Grok and X have drawn heavy criticism, yet the problem spans platforms.
Deepfakes first surged on Reddit, where a page of synthetic celebrity porn videos went viral before removal in 2018. Sexualized deepfakes of celebrities and politicians have multiplied on TikTok and YouTube, though they often originate elsewhere.
Meta’s Oversight Board last year flagged two cases of explicit AI images of female public figures, and the firm allowed nudify-app ads before later suing CrushAI. Reports show children sharing deepfakes of peers on Snapchat. Telegram, not on the senators’ list, hosts bots built to undress women’s photos.
In response to the letter, X cited its Grok update announcement.
“We do not and will not allow any non-consensual intimate media (NCIM) on Reddit, do not offer any tools capable of making it, and take proactive measures to find and remove it,” a Reddit spokesperson said. “Reddit strictly prohibits NCIM, including depictions that have been faked or AI-generated. We also prohibit soliciting this content from others, sharing links to ‘nudify’ apps, or discussing how to create this content on other platforms.”
Alphabet, Snap, TikTok and Meta did not immediately reply to requests for comment.
The letter demands each company provide:
- Policy definitions of “deepfake,” “non-consensual intimate imagery,” or similar terms.
- Descriptions of policies and enforcement for non-consensual AI deepfakes of bodies, non-nude pictures, altered clothing and “virtual undressing.”
- Descriptions of current content policies on edited media and explicit content, plus internal moderator guidance.
- How policies govern AI tools and image generators for suggestive or intimate content.
- What filters, guardrails or measures prevent generation and distribution of deepfakes.
- Mechanisms to identify deepfake content and block re-uploads.
- How companies stop users from profiting.
- How platforms prevent monetizing non-consensual AI-generated content.
- How terms of service enable bans or suspensions for posting deepfakes.

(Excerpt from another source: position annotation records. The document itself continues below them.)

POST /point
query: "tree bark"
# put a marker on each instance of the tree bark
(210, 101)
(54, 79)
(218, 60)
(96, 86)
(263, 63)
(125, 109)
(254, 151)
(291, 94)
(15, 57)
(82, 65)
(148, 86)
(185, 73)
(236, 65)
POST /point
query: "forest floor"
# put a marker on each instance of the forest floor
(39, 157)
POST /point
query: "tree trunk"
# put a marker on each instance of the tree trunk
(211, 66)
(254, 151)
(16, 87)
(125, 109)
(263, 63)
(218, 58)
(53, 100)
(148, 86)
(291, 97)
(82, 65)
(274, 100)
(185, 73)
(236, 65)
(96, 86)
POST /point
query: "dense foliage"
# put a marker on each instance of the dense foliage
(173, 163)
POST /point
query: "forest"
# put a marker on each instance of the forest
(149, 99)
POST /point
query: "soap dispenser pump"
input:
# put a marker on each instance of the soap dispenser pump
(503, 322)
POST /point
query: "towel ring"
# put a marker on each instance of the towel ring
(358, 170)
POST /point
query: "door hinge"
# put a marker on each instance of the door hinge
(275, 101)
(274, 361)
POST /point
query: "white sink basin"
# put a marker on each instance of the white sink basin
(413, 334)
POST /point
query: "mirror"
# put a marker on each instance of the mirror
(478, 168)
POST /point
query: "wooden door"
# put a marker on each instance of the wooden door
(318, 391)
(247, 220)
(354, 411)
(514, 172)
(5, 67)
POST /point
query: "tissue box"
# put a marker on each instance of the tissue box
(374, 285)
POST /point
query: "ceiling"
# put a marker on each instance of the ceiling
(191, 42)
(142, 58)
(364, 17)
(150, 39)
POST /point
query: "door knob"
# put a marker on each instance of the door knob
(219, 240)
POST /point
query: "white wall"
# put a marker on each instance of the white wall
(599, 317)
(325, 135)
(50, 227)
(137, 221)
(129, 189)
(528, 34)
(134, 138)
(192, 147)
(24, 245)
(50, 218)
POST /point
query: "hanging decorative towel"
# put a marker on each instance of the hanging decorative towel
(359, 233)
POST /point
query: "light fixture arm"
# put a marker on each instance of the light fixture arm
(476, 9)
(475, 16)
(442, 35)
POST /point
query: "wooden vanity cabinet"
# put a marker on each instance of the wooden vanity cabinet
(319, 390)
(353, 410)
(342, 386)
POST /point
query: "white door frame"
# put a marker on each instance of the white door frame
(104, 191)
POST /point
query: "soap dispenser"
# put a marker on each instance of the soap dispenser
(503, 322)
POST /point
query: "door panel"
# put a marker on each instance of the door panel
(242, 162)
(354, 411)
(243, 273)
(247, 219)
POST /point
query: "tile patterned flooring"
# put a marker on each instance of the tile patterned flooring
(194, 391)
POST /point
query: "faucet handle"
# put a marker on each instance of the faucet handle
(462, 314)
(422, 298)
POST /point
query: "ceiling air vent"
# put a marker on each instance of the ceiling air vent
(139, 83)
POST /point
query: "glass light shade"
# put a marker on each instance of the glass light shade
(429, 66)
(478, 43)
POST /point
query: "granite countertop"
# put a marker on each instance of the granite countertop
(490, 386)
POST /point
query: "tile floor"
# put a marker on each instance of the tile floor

- What companies do to notify victims.
Signers include Senators Lisa Blunt Rochester (D-Del.), Tammy Baldwin (D-Wis.), Richard Blumenthal (D-Conn.), Kirsten Gillibrand (D-N.Y.), Mark Kelly (D-Ariz.), Ben Ray Luján (D-N.M.), Brian Schatz (D-Hawaii), and Adam Schiff (D-Calif.).
The letters arrive a day after xAI’s owner Elon Musk said he was “not aware of any naked underage images generated by Grok.” On Wednesday, California’s attorney general opened an investigation into xAI’s chatbot amid global pressure over lax Grok guardrails.
xAI says it removes “illegal content on X, including [CSAM] and non-consensual nudity,” yet neither the firm nor Musk have explained why Grok could generate such edits.
The issue extends beyond non-consensual sexual imagery. While not all AI image services allow “undressing,” many enable deepfake creation. OpenAI’s Sora 2 reportedly let users generate explicit videos featuring children; Google’s Nano Banana seemingly produced an image of Charlie Kirk being shot; racist videos made with Google’s AI model have gained millions of views.
Chinese tools add complexity. Many Chinese firms-especially those linked to ByteDance-offer easy face, voice and video editing, and the outputs circulate on Western platforms. China mandates stronger synthetic-content labeling than the fragmented U.S. federal rules.
Federal legislation has had limited effect. The Take It Down Act, signed in May, criminalizes creating and sharing non-consensual sexualized imagery, yet provisions focus scrutiny on individual users rather than image-generating platforms.
States are acting independently. This week, New York Governor Kathy Hochul proposed laws to require AI-generated content labeling and to ban non-consensual deepfakes in periods before elections, including depictions of opposing candidates.
Key Takeaways
- Federal lawmakers want proof that major platforms can stop AI-generated sexual deepfakes.
- X limited Grok after backlash, but senators say platform-wide safeguards remain weak.
- Without stronger federal standards, states are writing their own deepfake rules.